The roots of Duty Counsel in Alberta

Photo: JaeNadon, Wikimedia Commons, licensed under the Creative Commons Attribution-Share Alike 3.0 Unported license.

February 8, 2024 – February 5 to 9 is Access to Justice Week in Alberta. Throughout our history, Legal Aid Alberta and the roster have joined forces to shape Alberta’s justice system in ways that improve access to justice for all Albertans.

Fifty years ago, in the summer of 1974, Legal Aid Alberta was pursuing an ambitious new program to deploy lawyers to criminal and youth courts to provide free legal counsel at their first appearance—Alberta’s first duty counsel. Standing in the way was the need for a strong proof-of-concept, since the project came with the enormous price tag of $1 million.

Enter a group of 37 roster lawyers based in Calgary, who began staffing duty counsel shifts in Banff and Siksika Nation as part of a pilot project. The pilot was a huge success and all the lawyers involved were unanimous in recommending that duty counsel be deployed across the province. Their efforts combined with Legal Aid Alberta’s advocacy led directly to a larger pilot program and then to the roll-out of a provincewide duty counsel program in October 1975.
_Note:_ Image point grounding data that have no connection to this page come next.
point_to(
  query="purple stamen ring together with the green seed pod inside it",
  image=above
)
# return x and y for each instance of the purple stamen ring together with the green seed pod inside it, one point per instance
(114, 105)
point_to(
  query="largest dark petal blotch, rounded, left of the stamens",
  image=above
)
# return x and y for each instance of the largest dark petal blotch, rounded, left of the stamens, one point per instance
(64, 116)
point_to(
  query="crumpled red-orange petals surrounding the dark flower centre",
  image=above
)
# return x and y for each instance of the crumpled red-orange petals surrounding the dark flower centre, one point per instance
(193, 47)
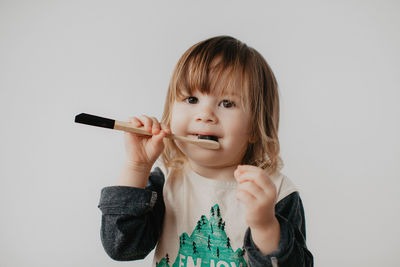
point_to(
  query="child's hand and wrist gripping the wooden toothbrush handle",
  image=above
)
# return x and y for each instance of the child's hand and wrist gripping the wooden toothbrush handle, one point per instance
(143, 150)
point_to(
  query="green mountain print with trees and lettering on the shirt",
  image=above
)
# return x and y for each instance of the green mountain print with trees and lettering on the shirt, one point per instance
(208, 246)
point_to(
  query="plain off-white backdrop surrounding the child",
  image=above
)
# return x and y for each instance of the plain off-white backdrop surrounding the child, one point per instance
(337, 65)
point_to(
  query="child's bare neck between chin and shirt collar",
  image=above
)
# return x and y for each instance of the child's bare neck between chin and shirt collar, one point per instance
(221, 173)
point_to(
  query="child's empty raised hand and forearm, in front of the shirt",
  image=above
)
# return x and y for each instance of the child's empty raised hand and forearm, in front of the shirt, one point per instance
(258, 193)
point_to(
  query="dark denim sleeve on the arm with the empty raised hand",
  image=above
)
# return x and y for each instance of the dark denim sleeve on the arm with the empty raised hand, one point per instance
(292, 250)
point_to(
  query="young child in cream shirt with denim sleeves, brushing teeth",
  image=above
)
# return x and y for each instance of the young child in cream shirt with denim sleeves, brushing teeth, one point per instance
(204, 207)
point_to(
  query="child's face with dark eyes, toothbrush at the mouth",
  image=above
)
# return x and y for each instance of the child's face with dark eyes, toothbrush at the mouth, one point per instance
(213, 114)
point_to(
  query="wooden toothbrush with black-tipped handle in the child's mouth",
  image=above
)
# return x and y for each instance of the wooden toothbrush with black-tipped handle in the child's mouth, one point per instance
(127, 127)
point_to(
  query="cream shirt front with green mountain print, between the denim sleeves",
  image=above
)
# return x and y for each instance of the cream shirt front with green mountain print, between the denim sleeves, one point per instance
(204, 223)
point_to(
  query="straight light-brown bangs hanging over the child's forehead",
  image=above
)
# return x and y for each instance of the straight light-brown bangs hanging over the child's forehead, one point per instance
(213, 69)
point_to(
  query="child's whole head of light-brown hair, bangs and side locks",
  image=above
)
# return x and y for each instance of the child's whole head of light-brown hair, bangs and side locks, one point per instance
(197, 70)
Legal Aid Alberta’s 1,200 roster lawyers not only provide access to justice through a multitude of roles including serving as duty counsel and taking on certificates; you are also part of a partnership that has been working for more than fifty years to enhance the accessibility of our justice system through systemic reform, advocacy and new ideas. This Access to Justice Week, we acknowledge and celebrate the tremendous impact of the roster and we thank you for your work.
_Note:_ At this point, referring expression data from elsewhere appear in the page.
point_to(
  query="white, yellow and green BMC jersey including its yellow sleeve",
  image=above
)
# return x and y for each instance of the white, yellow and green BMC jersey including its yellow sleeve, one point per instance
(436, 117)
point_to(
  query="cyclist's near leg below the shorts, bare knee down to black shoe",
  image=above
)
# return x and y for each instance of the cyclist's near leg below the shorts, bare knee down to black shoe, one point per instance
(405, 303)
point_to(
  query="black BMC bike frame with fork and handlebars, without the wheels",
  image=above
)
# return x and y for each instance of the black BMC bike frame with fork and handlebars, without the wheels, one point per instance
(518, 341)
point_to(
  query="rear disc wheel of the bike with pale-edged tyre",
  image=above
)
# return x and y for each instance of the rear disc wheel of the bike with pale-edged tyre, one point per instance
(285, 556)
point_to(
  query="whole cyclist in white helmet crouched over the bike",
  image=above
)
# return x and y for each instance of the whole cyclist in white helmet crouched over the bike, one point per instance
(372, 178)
Translation and Interpretation Services – 17.07 & 18.08

Do you have a matter which might require translation and interpretation services? Here are some important things to remember:

  • Translation and Interpretation Services do not just include spoken language translation. If you have a client who is hearing impaired and the services of an ASL interpreter is required, that also falls under section 17.17 or 18.08 of the Tariff.
  • 17.17: Ordinary disbursement for translation and interpretation expenses where the maximum allowed is $150, or for immigration certificates only, up to $2,000.  No prior approval from Legal Aid is required.
  • 18.08 – Special disbursement, required where the expense is over $150, or in the case of an immigration certificate, over $2,000. For a special disbursement, please submit an authorization request and be sure to include the quote from the service provider.